Restoration Hardware (NYSE:RH) surged in Tuesday’s session after the home-furnishing company beat earnings estimates in the first quarter. The company missed on revenue but RH stockholders focused on increased earnings guidance for the fiscal year.
If history is any indication, the rally could continue. However, considering some of the moves by management, investors should remain wary on RH stock.
Although increased guidance could lead to further gains, Restoration Hardware has likely realized most of the gains it will see in the near term.

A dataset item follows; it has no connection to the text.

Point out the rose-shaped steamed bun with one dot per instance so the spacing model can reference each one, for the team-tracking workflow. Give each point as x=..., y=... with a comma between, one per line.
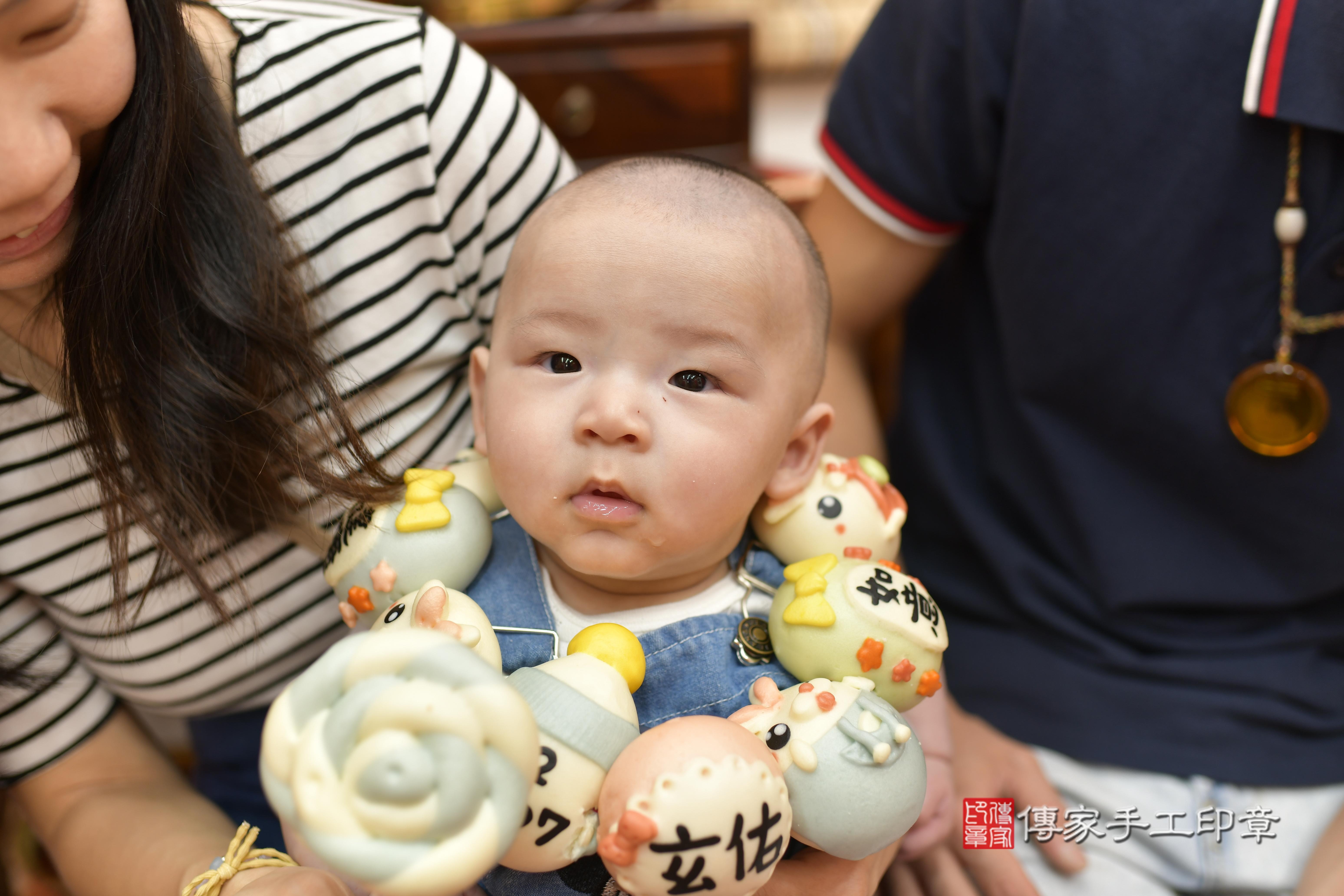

RH Stock Beat on Earnings, Impressed on Guidance
RH reported earnings per share (EPS) of $1.33 for Q1. This exceeded Wall Street estimates by 31 cents per share. This also came in well ahead of Q1 numbers from last year, where RH stock saw five cents per share in net income. RH also reported revenues of $557.4 million dollars. This missed expectations by $5.76 million. Revenues also fell 0.8% from last year’s levels.
However, the earnings guidance drove the stock massively higher. For the second time this fiscal year, the company raised guidance to between $6.34 and $6.83 per share. Analysts had previously expected $5.85 per share. Revenue guidance more closely met expectations. The company expects between $2.53 billion and $2.57 billion in revenue this year. This closely matches the consensus estimate of $2.55 billion.
Volatility Drove RH Stock Throughout Its History
The company, which competes with the likes of Williams-Sonoma, Inc. (NYSE:WSM) and Bed Bath & Beyond, Inc. (NASDAQ:BBBY), has seen numerous ups and downs. Its previous stint as a publicly traded company ended soon after a substantial investment by Sears Holdings Corp (NASDAQ:SHLD) prompted rumors of a full takeover. Trading ended when the private equity firm now known as L Catterton took it private in 2008.
Since RH stock returned to public trading in 2012, it continued seeing significant amounts of volatility. The stock price rose above the $100 per share level in 2015 before falling back below its original initial public offering price.
Restoration Hardware stock traded below $25 per share as late as early 2017. Since then, however, it has seen a large move higher, culminating with the massive move higher following earnings.
Buybacks Prompted Much of the Recent Surge in RH stock
Unfortunately for new investors, most of that surge has come from one of the largest and most controversial share buybacks in history. In 2017, the company bought back an astounding 49.6% of RH stock in 98 trading days.
With little cash on the balance sheet, the company financed this primarily by nearly doubling its long-term debt. This debt rose from $576 million in its second quarter to $1.055 billion in the third quarter, a $479 million increase.
This took the stockholders’ equity from $623 million to -$47 million in the same period. Although stockholders’ equity is gradually moving toward positive territory, I find it difficult to trust stock gains that come from unbalancing the balance sheet.
Also, for that reason, the chance to buy into RH stock at a low valuation appears to have passed. However, RH stock bulls have an ally in the equity’s history. Today’s price surge takes the forward price-earnings (P/E) ratio to about 23.
The good news is if historical trends hold up, the stock could have further to move. Since 2012, RH has spent much of its history supporting P/E ratio between about 33 and 53. Even if the stock is attempting to regain its 33 P/E ratio, it could see another 30% move higher.
The massive guidance increase could also bode well for future estimates. Analysts had previously estimated that profit growth would slow into the mid-single-digits after fiscal 2020. However, the latest guidance has increased earnings to levels not expected until 2020. How today’s increased guidance affects earnings beyond 2020 remains to be seen.
The Bottom Line on RH Stock
Considering the moves by management over the past year, RH stock has likely seen most of the gains it will realize for the foreseeable future. To be sure, the increased guidance bodes well for the short-term future of RH stock, which saw a massive increase following the earnings announcement.
The move to take on massive debt levels to buy back stock, however, should give prospective investors pause.
Such a buyback indicates most of the near-term gains have likely already occurred. Also, with the willingness of management to take such an unnecessary gamble to juice the stock price, investors should never view RH stock as low-risk.
Risk-tolerant investors could buy Restoration Hardware’s stock today and enjoy some gains … for now. That said, I think investors can enjoy comparable gains without taking on the level of risk involved with RH stock.